Lors d’un premier débat entre les ministres de l’énergie, la plupart des 27 états membres de l’Union Européenne ont déclaré que le modèle proposé pour passer à une économie à faible taux de dioxyde de carbone, comme il a été présenté par la Commission Européenne le mois dernier, était un bon point de départ pour les négociations.
Mais beaucoup de ces états membres ont soulevé des questions à propos de mesures très spécifiques, telles que la modernisation du système du Marché européen de permis d’émissions ou à propos d’objectifs nationaux concernant la part de l’énergie produite à partir de sources renouvelables.
Les propositions de la Commission Européenne visent à mettre en place des objectifs fixés par les leaders de l’Union Européenne l’année dernière pour réduire les émissions de dioxyde de carbone du bloc d’au moins 5% d’ici 2020 par rapport aux niveaux de 1990.
Ces objectifs comprennent également l’augmentation de 20% de la part des sources renouvelables dans la production d’électricité, ainsi qu’une augmentation de 10% de la part des biocarburants utilisés dans les transports d’ici 2020.
« La proposition de la Commission fournit un bon point de départ pour notre débat. Mais il est essentiel que l’efficience du coût soit au cœur de nos discussions » a déclaré Shriti Vedera, le secrétaire d’état de la Grande-Bretagne pour le commerce et la compétitivité.
Marco Stradiotto, un secrétaire italien pour l’énergie, a déclaré : « La proposition de la Commission n’a pas donné assez de place à l’efficience énergétique ».
Il a ajouté qu’il existait un risque pour que certaines industries se retirent de l’Union Européenne en conséquence du modèle proposé, à moins qu’un accord avec les principales puissances mondiales ne soit atteint sur la réduction des émissions de gaz à effet de serre.
Les gouvernements de l’Union Européenne espèrent atteindre un accord final sur la proposition d’ici avril 2009 en négociant avec le Parlement Européen, mais le débat amorcé jeudi a indiqué que les discussions seraient difficiles.
Les responsables ont fait très peu de demandes concrètes à ce stade des négociations, mais la République Tchèque et la Pologne ont critiqué les projets qui forceraient les centrales électriques à acheter 100% de leurs permis d’émissions à partir de 2013, lorsque le nouveau Marché européen de permis d’émission prendra effet.

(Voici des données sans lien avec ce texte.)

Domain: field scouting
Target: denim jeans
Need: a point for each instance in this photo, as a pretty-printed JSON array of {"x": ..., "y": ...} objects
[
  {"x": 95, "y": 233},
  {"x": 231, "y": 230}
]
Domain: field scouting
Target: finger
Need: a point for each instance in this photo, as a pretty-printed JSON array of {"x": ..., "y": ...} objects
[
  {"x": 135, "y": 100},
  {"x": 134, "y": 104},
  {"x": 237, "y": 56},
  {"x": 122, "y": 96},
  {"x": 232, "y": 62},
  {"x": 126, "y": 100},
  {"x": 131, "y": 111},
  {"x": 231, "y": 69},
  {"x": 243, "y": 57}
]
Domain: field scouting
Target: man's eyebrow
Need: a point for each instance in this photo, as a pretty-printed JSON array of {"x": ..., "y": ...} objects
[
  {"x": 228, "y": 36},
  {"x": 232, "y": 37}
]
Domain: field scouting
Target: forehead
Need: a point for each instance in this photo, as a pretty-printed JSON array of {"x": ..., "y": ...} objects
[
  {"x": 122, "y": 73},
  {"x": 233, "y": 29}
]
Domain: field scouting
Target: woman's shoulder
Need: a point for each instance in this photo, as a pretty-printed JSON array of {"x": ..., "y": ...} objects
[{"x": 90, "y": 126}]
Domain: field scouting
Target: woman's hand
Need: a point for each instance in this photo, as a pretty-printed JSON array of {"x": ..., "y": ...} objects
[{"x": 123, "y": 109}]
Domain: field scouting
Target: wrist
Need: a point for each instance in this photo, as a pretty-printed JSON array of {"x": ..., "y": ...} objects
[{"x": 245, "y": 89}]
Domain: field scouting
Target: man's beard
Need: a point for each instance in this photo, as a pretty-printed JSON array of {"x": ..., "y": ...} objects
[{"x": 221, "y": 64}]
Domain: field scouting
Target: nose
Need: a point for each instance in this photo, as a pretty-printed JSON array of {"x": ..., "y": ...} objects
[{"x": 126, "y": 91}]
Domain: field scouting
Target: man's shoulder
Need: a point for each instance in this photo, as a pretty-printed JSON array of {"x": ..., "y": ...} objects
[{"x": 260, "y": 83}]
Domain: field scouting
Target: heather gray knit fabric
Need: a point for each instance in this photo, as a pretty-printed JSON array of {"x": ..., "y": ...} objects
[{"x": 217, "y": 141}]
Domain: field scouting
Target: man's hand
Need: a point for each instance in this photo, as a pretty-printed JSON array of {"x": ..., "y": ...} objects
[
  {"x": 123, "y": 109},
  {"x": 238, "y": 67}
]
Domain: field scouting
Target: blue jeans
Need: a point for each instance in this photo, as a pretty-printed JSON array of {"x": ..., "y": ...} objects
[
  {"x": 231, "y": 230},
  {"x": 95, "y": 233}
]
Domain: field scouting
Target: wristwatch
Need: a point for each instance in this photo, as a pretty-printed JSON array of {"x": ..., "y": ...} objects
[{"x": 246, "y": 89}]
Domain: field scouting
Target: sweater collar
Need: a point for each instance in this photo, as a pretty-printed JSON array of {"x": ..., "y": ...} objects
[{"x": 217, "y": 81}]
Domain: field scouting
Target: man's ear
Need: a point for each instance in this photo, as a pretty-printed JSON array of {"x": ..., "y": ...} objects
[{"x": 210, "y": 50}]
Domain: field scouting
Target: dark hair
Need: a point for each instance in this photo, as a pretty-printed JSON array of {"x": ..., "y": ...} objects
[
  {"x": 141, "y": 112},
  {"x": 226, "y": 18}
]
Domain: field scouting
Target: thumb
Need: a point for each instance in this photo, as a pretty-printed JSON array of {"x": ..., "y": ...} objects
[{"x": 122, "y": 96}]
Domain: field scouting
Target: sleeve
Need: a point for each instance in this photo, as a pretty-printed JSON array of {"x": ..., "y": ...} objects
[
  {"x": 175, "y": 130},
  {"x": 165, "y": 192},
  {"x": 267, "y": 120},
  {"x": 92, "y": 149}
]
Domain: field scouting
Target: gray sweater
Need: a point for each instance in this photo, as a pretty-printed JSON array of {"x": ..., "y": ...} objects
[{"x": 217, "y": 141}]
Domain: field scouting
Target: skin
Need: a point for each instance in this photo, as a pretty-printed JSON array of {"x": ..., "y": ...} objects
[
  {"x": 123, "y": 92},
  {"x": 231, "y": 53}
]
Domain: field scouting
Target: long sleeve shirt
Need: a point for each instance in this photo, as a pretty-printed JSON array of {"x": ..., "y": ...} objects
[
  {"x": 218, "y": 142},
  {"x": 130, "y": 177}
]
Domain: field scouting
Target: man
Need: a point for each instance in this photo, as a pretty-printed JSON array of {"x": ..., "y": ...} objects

« Du fait de notre modèle énergétique… nous aimerions que le modèle européen soit mis en place progressivement » a déclaré le Ministre de l’Industrie de la République Tchèque, Martin Riman, en ajoutant que sinon les prix de l’électricité dans son pays « pourraient augmenter d’au moins 12% ».
Il a déclaré que l’objectif fixé pour son pays concernant l’utilisation de sources renouvelables d’énergie, de 13%, serait très difficile à réaliser. Des doutes similaires ont été exprimés par la Suède et la Grèce.
« Personne n’est totalement satisfait de nos propositions, mais c’est un bon signe car cela montre que notre proposition est une bonne base pour un compromis” a déclaré un responsable de la Commission.